# Detecting Outliers with Cleanlab and PyTorch Image Models (timm)

This 5-minute quickstart tutorial shows how to detect potential outliers in image classification data using Cleanlab and PyTorch. The dataset used is `cifar10` which contains 60,000 images. Each image belongs to 1 of 10 categories: `[airplane, automobile, bird, cat, deer, dog, frog, horse, ship, truck]`. 

**Overview of what we'll do in this tutorial:**

- Load the [cifar10](https://www.cs.toronto.edu/~kriz/cifar.html) dataset and do some basic data pre-processing.
- Create `trainset` and `testset` such that `trainset` only contains animals and `testset` contains all categories.
- Load pretrained `timm` model and extract `trainset` and `testset` feature embeddings.
- Use `cleanlab` to find naturally occuring outlier examples in the `trainset`.
- Use `cleanlab` to find outlier examples (non-animals) in the `testset`.
- Explore threshold selection for labeling outliers

## 1. Install the required dependencies
You can use `pip` to install all packages required for this tutorial as follows:

```ipython3
!pip install torch
!pip install cleanlab
...
# Make sure to install the version corresponding to this tutorial
# E.g. if viewing master branch documentation:
#     !pip install git+https://github.com/cleanlab/cleanlab.git
```

In [None]:
# Package installation (hidden on docs website).
# If running on Colab, may want to use GPU (select: Runtime > Change runtime type > Hardware accelerator > GPU)
# Package versions we used: matplotlib==3.5.1, numpy==1.21.6, torch==1.11.0, scikit-learn==1.0.2, torchvision==0.12.0, timm==0.5.4, cleanlab==2.0.0

dependencies = ['builtins','torch','torchvision','torchvision.transforms','numpy','matplotlib.pyplot','warnings','cleanlab','timm']

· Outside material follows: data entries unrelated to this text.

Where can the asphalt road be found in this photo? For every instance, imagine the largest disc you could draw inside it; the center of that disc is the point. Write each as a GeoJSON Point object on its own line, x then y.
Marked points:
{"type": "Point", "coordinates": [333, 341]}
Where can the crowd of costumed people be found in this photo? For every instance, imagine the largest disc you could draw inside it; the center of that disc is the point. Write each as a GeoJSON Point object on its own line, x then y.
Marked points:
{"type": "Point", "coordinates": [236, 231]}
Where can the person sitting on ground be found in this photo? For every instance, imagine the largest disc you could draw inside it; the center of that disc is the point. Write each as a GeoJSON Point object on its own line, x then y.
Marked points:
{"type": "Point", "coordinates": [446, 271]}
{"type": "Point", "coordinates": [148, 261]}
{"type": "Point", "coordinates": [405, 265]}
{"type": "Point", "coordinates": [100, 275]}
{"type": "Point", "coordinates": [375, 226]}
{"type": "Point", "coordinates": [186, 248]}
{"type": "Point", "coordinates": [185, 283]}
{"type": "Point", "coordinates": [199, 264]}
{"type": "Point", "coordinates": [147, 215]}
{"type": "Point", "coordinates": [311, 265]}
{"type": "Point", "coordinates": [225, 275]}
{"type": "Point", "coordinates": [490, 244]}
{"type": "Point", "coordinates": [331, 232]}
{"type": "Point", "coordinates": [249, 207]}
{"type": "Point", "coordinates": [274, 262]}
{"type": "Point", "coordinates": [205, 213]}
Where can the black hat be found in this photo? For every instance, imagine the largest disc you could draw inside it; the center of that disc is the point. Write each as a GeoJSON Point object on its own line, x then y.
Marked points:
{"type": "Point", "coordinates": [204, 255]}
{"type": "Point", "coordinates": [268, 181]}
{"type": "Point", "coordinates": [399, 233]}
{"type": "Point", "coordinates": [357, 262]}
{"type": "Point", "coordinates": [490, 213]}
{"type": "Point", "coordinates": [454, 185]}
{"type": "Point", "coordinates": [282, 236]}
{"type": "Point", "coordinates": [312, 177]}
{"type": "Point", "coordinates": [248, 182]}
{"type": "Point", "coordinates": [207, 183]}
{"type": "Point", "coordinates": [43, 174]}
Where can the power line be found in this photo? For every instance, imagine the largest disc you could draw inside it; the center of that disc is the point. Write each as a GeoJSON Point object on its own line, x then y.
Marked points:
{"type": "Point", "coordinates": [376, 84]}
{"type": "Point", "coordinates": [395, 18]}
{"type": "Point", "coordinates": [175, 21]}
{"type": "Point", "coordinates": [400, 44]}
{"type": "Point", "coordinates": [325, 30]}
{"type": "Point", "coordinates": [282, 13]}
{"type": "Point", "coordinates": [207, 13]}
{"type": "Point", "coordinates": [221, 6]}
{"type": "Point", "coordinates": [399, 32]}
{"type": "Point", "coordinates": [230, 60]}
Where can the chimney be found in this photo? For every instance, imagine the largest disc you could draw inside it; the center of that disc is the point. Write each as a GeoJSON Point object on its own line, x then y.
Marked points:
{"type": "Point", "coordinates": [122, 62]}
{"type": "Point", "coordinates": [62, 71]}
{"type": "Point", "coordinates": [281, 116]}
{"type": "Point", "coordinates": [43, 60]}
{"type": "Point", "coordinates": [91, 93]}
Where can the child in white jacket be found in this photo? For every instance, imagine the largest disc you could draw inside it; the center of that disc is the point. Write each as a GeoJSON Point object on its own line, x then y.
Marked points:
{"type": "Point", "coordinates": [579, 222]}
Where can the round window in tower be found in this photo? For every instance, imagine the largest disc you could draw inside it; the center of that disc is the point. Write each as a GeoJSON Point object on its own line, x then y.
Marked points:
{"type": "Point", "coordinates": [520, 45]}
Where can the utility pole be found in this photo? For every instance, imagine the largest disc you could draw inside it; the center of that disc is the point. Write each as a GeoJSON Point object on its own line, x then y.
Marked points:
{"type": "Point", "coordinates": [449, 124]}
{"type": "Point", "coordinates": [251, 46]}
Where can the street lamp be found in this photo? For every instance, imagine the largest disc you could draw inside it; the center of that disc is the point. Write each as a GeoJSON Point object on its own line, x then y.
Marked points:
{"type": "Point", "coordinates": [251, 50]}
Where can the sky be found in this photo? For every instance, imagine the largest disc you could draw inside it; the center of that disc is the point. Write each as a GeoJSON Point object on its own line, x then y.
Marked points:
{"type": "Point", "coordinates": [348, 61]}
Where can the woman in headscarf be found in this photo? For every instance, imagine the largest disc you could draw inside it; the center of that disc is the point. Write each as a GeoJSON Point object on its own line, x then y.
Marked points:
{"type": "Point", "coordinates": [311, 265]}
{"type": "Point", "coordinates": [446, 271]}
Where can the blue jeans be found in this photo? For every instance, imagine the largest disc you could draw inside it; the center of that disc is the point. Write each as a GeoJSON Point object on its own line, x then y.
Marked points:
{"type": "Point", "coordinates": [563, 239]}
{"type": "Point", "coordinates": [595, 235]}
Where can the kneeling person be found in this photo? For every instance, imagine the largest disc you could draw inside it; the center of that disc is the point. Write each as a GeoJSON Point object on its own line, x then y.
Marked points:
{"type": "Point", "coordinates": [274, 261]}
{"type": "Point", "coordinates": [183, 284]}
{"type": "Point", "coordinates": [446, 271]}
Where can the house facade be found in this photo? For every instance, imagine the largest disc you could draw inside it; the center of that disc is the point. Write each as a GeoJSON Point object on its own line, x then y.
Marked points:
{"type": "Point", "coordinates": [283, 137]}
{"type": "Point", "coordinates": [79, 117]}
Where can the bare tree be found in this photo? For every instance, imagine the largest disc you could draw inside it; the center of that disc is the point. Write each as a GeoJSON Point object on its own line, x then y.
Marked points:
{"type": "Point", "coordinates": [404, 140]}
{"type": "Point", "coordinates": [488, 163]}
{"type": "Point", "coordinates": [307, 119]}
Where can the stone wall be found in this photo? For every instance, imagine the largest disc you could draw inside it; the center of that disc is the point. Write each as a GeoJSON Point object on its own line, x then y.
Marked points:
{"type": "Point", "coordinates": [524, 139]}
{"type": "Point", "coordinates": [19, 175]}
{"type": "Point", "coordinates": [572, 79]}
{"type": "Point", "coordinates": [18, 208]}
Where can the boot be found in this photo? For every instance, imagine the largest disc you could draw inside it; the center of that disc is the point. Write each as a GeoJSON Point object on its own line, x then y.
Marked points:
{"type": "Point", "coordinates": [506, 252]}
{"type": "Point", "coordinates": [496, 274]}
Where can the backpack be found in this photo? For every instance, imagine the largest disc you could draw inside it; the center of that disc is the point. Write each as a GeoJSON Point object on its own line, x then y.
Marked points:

if "google.colab" in str(get_ipython()):  # Check if it's running in Google Colab
    %pip install cleanlab  # for colab
    cmd = ' '.join([dep for dep in dependencies if dep != "cleanlab"])
    %pip install $cmd
else:
    missing_dependencies = []
    for dependency in dependencies:
        try:
            __import__(dependency)
        except ImportError:
            missing_dependencies.append(dependency)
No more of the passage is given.